Nature has taught the tiger to kill its prey as quickly as possible and human civilization has taught us to kill a victim after a prolonged period of deprivation and torture. Animals living in the jungles are luckier than humans living in the towns as regards to sufferings before inevitable deaths. An animal does not know when it will die, while a human suffering from cancer or living in a condemned cell knows his days are numbered but cannot invite a quick death to be relieved from pains.

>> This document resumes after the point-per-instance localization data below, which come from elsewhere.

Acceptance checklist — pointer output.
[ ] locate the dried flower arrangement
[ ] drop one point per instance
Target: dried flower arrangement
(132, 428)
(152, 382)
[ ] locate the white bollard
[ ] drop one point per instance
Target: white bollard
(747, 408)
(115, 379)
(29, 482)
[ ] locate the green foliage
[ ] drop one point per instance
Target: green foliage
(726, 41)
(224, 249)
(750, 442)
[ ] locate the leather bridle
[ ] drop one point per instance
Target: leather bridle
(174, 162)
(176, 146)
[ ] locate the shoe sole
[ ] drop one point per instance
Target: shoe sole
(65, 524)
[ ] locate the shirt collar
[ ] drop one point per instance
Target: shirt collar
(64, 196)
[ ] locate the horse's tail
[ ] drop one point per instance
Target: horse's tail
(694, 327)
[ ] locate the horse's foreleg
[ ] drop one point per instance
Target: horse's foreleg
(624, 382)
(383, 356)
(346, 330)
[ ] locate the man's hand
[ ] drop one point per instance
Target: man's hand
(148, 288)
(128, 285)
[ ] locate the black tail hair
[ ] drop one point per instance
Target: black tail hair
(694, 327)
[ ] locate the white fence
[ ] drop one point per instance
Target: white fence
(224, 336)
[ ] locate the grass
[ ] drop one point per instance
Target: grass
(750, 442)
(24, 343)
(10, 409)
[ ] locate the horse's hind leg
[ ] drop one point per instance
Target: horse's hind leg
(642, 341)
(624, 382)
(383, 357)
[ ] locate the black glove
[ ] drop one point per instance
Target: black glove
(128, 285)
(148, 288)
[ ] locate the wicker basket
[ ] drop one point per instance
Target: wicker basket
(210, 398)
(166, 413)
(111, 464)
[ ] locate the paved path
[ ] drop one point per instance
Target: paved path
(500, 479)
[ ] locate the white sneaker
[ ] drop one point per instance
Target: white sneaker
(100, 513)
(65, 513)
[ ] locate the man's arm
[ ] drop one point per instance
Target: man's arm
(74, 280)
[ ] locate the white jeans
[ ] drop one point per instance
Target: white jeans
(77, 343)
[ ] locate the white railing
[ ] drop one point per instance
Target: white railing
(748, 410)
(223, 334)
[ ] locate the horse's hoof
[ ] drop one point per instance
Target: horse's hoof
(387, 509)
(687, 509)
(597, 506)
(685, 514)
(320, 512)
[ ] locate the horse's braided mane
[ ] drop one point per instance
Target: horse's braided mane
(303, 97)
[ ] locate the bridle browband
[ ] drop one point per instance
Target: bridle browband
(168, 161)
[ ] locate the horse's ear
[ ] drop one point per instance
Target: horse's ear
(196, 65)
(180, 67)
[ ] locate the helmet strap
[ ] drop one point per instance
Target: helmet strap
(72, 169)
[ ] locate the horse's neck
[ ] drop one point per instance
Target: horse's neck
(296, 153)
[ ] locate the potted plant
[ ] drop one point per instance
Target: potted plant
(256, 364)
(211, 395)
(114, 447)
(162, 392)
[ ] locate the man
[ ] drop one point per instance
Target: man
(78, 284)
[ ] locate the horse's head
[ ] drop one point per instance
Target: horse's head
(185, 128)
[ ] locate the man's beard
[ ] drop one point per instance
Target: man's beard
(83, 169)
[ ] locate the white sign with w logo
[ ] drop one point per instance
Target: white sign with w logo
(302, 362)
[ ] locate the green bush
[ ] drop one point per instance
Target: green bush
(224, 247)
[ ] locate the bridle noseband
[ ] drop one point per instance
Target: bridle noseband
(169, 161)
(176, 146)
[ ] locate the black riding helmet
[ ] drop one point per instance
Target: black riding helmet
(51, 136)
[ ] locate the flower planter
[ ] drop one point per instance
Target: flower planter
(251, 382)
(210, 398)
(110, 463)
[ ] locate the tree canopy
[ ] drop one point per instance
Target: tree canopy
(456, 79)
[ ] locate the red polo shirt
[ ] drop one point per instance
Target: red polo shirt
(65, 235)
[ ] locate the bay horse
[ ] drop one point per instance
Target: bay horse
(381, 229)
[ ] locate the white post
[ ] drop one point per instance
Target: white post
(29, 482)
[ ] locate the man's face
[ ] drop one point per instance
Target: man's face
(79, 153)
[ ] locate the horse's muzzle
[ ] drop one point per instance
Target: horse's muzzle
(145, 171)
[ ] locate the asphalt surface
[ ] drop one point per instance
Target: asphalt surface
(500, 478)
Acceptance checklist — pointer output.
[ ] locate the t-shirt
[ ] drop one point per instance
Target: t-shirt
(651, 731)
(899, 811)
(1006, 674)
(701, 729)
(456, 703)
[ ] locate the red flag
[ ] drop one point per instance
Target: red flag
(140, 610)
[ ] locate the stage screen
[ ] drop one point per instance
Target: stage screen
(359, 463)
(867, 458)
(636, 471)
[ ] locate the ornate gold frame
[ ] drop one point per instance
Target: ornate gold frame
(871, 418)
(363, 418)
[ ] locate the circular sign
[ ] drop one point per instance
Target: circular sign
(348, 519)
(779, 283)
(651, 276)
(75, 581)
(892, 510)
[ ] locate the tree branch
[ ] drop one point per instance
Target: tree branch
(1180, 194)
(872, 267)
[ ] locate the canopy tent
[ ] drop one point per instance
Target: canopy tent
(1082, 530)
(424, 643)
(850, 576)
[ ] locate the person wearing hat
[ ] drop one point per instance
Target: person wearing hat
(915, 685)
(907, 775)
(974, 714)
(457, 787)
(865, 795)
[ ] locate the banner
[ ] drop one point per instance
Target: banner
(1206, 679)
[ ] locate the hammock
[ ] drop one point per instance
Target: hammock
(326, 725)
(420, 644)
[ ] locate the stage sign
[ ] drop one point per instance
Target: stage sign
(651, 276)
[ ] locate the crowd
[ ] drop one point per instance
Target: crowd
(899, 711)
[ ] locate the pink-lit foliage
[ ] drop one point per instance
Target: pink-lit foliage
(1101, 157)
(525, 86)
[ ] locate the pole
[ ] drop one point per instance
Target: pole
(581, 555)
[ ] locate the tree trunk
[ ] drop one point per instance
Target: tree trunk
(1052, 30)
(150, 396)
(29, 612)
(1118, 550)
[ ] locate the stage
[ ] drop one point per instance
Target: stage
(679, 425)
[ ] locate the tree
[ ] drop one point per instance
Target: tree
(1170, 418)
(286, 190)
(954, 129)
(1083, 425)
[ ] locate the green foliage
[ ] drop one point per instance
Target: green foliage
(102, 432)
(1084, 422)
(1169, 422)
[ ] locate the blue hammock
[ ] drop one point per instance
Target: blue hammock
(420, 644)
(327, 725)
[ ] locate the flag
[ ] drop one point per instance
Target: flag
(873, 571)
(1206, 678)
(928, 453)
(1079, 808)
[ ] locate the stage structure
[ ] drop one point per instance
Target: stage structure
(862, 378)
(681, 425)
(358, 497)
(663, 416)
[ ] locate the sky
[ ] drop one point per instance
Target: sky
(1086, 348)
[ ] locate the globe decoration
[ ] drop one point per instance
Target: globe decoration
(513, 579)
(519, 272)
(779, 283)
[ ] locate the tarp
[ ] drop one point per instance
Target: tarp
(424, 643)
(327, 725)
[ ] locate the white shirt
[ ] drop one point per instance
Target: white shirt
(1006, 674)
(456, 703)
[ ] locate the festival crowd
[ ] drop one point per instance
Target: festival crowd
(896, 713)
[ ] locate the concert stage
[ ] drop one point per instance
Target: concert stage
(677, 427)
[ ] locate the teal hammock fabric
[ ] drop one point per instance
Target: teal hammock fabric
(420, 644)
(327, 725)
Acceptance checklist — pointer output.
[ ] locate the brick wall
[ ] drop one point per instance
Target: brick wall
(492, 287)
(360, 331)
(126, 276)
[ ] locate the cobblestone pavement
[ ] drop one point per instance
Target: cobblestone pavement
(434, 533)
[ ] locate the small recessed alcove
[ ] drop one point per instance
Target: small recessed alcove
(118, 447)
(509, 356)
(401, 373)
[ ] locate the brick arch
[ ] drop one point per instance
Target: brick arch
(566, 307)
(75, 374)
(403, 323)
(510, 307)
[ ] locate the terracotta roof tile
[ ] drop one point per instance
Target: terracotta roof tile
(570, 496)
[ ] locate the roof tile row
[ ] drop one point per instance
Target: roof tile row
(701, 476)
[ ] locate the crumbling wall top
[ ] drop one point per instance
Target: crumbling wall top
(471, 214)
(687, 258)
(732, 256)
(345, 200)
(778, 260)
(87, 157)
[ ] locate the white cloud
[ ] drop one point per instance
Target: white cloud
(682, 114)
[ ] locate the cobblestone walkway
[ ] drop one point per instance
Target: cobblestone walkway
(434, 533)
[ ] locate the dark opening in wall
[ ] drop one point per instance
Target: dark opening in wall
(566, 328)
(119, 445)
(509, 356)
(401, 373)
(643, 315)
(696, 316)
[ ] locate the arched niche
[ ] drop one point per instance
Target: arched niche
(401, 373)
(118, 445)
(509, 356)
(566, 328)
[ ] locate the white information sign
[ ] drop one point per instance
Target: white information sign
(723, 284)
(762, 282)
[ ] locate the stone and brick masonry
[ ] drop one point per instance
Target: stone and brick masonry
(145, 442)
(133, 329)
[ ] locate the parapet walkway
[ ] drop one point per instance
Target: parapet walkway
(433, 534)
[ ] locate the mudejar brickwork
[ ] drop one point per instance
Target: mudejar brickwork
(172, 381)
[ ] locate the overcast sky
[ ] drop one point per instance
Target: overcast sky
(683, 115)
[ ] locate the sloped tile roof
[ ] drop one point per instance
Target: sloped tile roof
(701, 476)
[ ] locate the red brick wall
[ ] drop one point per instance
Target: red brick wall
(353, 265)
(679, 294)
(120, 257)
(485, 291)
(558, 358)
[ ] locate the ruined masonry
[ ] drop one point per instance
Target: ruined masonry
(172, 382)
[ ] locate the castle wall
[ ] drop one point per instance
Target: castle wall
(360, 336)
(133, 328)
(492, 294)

The way the police in our country at times arrests people en masse in a fit of madness and later tortures them to extract words of confession is simply medieval and barbaric. While there are many modern and electronic devices available that can be used to read waves of human mind and detect lies, there is no need to inflict mental or physical tortures on the suspects. The effect of torture theoretically enables the torturer to obtain whatever he wants from the victim because the victim will tell the torturer anything to end his ordeal. Can information obtained from a suspect under this type of duress be trustworthy?
The mental pain, an inseparable part of our practice of punishing suspects by tortures, exacts a frightful toll on the victim during the long wait between the trial period and the imposition of sentence. Shouldn't one accused deserve relief in punishment or parole when the judge knows that the accused was tortured during a long period of trial?
Of late, many observers have started doubting whether our judiciary is at all independent because judgments pronounced by the same courts of law seem varying with the political pendulum swinging left and right and we are not sure about who is really innocent and who is truly guilty. We have but to believe what we are spoon-fed by our electronic and print media. With the pendulum of politics never ceasing to swing, the starkest truth and the truest justice in Bangladesh, as usual, will always remain elusive far from our view, reach or realization.